Your new album Not Art dropped last month. What’s different about this album then your last and was it a different process for you as artists this time around?

It came out last year in Australia, but has just been released world-wide, which is why we’re doing our first big North American tour only now. The whole process of Not Art was very different to Vacation. With Vacation (our debut), we had all the songs written, but didn’t know how to tie them together, didn’t know what mix vibe we wanted, etc. We had an external producer and put our faith in him and the mix engineer, who did a great job at tying together a very eclectic bunch of songs. I can definitely hear a younger band in that album, a few more pop songs, that were maybe included for the wrong reasons. For Not Art, Tom took the producer and engineer reigns. He had what he calls a “lightning bolt” moment, when he developed a clear idea of how he wanted the tracks to sound, and the general mood of the album. We recorded the drums to begin, then over the course of nine months we built on that tracking and pieced together songs. It’s a combination of live drumming and guitar/piano takes, mixed with more precise programmed parts and loops – an idea inspired from hip-hop production values.

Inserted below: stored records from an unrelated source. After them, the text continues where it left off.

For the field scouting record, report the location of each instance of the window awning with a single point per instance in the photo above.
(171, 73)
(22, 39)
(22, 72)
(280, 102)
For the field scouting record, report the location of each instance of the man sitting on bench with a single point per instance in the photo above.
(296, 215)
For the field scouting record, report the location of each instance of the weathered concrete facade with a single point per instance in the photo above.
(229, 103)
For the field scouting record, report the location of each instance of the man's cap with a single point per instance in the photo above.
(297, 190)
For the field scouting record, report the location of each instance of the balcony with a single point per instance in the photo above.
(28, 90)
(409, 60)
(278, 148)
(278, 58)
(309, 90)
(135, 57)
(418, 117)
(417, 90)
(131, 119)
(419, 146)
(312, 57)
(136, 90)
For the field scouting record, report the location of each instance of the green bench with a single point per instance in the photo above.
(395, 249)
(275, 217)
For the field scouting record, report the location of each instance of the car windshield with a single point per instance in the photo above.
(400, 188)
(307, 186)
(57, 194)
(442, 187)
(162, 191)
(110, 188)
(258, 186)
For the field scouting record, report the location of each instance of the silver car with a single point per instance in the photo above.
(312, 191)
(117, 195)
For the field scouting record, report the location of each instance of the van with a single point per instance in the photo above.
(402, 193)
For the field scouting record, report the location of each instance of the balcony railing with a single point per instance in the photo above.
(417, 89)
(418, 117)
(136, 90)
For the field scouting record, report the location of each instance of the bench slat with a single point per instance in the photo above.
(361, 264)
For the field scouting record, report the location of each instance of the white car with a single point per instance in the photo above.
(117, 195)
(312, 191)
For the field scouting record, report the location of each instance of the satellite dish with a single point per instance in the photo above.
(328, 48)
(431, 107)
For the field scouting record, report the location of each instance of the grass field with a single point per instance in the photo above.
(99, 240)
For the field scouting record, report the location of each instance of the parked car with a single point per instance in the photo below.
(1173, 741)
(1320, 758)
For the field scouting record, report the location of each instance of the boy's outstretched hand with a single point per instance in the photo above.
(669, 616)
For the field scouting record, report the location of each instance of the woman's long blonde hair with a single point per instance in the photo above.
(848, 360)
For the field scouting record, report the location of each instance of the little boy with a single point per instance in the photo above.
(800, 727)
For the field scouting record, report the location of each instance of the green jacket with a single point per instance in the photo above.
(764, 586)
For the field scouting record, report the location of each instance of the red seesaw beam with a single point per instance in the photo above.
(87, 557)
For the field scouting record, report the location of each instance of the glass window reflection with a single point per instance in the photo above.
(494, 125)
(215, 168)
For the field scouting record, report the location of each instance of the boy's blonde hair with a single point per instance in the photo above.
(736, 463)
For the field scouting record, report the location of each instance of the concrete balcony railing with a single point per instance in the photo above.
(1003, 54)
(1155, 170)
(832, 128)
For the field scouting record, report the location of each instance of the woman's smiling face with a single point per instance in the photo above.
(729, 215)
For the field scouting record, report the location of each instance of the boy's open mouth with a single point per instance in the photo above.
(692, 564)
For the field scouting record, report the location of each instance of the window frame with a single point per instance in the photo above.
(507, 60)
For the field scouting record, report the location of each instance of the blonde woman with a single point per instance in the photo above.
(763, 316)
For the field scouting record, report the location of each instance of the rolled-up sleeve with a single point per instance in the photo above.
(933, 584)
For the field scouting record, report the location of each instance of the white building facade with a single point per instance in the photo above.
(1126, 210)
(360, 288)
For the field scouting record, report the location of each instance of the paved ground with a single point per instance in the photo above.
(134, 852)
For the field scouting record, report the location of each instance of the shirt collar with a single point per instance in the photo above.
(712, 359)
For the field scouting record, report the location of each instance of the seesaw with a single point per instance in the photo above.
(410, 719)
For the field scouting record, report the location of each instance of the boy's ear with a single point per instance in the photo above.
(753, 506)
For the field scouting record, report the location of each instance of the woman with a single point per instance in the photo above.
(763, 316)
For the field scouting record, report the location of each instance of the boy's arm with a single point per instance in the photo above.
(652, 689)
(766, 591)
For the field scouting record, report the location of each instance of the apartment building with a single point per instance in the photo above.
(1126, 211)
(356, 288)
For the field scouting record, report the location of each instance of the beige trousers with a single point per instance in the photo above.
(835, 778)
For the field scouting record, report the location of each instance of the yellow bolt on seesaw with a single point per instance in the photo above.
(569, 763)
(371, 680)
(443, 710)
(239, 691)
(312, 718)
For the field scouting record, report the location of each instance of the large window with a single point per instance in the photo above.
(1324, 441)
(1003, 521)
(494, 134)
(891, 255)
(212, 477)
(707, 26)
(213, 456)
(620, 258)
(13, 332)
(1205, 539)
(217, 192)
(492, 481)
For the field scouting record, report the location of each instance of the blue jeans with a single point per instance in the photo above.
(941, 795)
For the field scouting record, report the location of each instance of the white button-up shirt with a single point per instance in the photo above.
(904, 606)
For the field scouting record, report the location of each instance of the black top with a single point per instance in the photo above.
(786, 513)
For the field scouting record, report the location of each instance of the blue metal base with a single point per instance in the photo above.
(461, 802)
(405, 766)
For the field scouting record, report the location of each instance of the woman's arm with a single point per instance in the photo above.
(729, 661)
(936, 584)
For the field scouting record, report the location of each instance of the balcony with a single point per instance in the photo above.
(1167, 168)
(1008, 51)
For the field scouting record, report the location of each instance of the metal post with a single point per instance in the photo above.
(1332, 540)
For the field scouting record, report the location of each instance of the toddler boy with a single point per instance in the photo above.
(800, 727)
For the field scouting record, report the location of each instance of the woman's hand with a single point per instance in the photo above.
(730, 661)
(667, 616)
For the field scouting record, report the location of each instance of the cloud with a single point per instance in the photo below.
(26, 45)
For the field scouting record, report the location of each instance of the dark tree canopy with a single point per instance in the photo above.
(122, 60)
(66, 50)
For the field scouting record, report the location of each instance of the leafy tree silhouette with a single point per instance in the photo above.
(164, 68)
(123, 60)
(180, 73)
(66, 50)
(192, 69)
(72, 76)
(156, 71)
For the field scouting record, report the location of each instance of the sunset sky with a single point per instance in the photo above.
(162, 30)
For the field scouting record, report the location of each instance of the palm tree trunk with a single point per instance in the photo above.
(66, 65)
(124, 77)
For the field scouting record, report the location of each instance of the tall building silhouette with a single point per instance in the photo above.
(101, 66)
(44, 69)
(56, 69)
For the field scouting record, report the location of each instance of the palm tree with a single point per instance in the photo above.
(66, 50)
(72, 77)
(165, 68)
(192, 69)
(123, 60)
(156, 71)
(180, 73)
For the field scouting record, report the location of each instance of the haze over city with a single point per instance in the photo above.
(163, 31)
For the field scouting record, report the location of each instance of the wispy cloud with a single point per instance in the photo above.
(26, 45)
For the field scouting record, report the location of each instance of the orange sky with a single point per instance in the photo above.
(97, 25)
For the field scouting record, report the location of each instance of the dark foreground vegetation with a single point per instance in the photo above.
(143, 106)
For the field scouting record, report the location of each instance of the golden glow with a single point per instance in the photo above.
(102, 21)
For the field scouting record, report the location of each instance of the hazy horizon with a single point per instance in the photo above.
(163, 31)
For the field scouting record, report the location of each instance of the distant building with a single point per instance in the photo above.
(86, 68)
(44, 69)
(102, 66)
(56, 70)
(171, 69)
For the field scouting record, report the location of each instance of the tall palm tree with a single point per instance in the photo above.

What standout tracks do you recommend for new listeners on the album?

Difficult question. My favourite song changes weekly! But I’d say “Luck Now,” “Phil Collins” and “Twin Rivers” are good places to start.

I found myself moved by many of your songs. I read this statement on your website about the new album Not Art. “Naming their second studio record for the contradictory nature of creation; attempting to undermine the expectations of the artist’s responsibility; the pretension that everything must have meaning.” It’s a pretty straight forward statement but we always hear music based on failed relationships, religion, money, etc. So what inspirations do you draw from to write and produce songs?

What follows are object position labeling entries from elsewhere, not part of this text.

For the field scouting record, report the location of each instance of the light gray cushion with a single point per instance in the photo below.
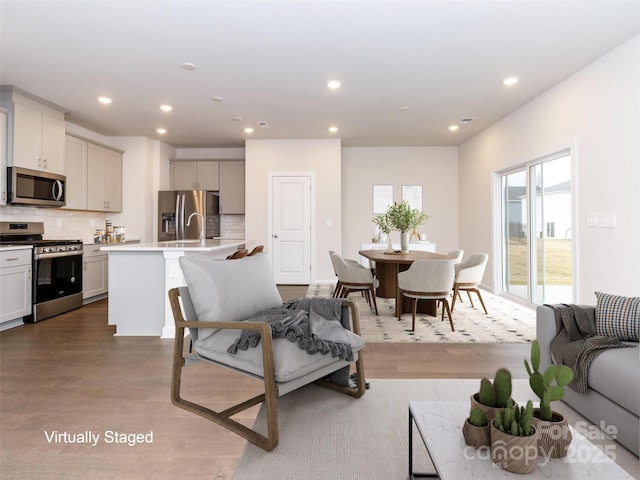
(615, 374)
(290, 361)
(229, 290)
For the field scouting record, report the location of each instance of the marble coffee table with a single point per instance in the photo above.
(440, 426)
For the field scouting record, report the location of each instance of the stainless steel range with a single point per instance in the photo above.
(57, 268)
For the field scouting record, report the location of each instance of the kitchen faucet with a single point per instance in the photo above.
(201, 225)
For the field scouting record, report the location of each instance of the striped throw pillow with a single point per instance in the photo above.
(618, 316)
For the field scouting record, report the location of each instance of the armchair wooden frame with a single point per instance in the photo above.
(272, 389)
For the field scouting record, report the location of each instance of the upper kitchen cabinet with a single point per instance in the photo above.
(104, 179)
(36, 131)
(195, 175)
(3, 156)
(76, 173)
(232, 188)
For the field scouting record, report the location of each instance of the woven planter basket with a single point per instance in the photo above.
(554, 436)
(514, 454)
(475, 436)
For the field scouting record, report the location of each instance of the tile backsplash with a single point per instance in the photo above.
(232, 225)
(58, 223)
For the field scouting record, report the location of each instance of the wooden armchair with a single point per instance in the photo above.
(278, 363)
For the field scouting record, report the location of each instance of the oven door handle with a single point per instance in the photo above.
(44, 256)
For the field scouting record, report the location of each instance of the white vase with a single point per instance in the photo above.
(404, 242)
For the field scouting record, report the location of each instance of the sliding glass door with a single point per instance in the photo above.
(536, 230)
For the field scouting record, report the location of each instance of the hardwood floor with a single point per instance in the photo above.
(69, 375)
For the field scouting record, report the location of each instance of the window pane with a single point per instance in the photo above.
(514, 194)
(552, 214)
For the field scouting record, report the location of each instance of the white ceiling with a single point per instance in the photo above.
(270, 61)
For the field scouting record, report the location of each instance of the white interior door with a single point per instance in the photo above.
(291, 229)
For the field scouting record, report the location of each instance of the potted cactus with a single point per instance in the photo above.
(493, 396)
(476, 430)
(554, 434)
(514, 439)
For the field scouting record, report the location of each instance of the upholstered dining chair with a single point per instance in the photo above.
(240, 253)
(353, 277)
(468, 277)
(224, 298)
(427, 280)
(256, 249)
(458, 254)
(337, 292)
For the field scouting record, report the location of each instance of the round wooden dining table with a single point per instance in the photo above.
(388, 264)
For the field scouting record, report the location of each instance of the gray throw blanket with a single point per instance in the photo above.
(313, 323)
(576, 343)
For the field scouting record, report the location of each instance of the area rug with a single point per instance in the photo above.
(506, 322)
(326, 435)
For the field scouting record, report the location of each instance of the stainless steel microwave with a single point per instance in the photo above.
(33, 187)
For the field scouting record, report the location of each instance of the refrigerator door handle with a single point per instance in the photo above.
(179, 217)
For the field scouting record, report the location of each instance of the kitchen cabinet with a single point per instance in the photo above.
(15, 284)
(95, 273)
(3, 156)
(36, 133)
(104, 179)
(195, 175)
(76, 173)
(232, 188)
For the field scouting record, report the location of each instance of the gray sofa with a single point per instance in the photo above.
(614, 384)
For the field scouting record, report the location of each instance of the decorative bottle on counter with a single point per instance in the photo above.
(107, 231)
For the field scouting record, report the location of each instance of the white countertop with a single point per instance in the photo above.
(6, 248)
(210, 245)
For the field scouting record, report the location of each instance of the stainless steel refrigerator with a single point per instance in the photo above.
(175, 207)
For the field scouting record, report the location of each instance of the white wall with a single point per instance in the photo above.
(435, 168)
(145, 170)
(322, 157)
(597, 113)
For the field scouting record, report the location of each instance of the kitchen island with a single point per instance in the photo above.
(140, 275)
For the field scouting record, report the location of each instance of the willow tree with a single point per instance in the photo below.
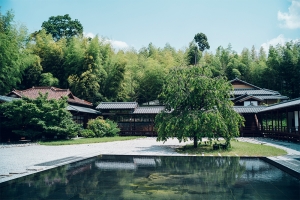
(197, 106)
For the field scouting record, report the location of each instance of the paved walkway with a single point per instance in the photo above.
(20, 160)
(290, 162)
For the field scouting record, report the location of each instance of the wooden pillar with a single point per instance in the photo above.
(272, 120)
(277, 120)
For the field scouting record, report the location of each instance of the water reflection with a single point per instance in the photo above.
(137, 177)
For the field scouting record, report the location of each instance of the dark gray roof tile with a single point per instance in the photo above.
(82, 109)
(117, 105)
(7, 99)
(292, 102)
(248, 109)
(148, 110)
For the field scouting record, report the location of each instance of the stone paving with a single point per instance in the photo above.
(290, 162)
(22, 159)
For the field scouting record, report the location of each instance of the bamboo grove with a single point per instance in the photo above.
(93, 70)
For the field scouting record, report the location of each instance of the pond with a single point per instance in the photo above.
(157, 177)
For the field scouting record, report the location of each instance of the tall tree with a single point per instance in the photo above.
(197, 106)
(86, 84)
(51, 54)
(41, 116)
(12, 40)
(62, 26)
(201, 40)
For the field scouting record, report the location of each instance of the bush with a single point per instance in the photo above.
(87, 133)
(34, 118)
(102, 128)
(113, 128)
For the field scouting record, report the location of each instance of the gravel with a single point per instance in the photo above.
(21, 160)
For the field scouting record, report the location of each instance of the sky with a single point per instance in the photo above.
(136, 23)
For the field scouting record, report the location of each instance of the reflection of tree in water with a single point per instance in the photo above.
(135, 177)
(187, 177)
(36, 186)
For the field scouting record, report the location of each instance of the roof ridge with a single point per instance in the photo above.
(282, 102)
(237, 79)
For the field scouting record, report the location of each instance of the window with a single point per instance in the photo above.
(250, 103)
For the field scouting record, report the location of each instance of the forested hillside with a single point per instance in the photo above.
(94, 71)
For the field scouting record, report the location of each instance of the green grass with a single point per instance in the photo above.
(89, 140)
(237, 149)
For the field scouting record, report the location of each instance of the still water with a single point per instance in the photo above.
(157, 177)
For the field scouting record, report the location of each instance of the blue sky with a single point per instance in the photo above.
(136, 23)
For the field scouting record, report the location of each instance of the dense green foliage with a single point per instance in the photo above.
(39, 117)
(237, 148)
(197, 106)
(93, 70)
(62, 27)
(100, 128)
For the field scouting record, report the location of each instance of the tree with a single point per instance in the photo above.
(197, 106)
(201, 40)
(86, 83)
(62, 27)
(11, 42)
(47, 79)
(41, 116)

I just went and asked Tom, here’s what he said: It’s a lot of things and inspiration is something that’s constantly shifting for us. In terms of writing, a lot comes from other artists, I’m constantly looking for something that will spark an idea of our own. I also often try and mimic moods that other artists create. DJ Shadow’s Entroducing is the case in point here for Not Art. I love how that has a real distinct feel and mood throughout and was definitely something liked and wanted to mimic in our own style, and also affected how our songs were shaped and tied together. Inspiration for production is somewhat tied up in this too, but also takes a bit of a different ear, perhaps more tuned to specific sounds, like the sound of a drum kit or vocal. I actually got into hip hop by first loving the production approach: the use of a samples and loops, hard/abrupt sounding edits, the combination of old and new sounds I really loved.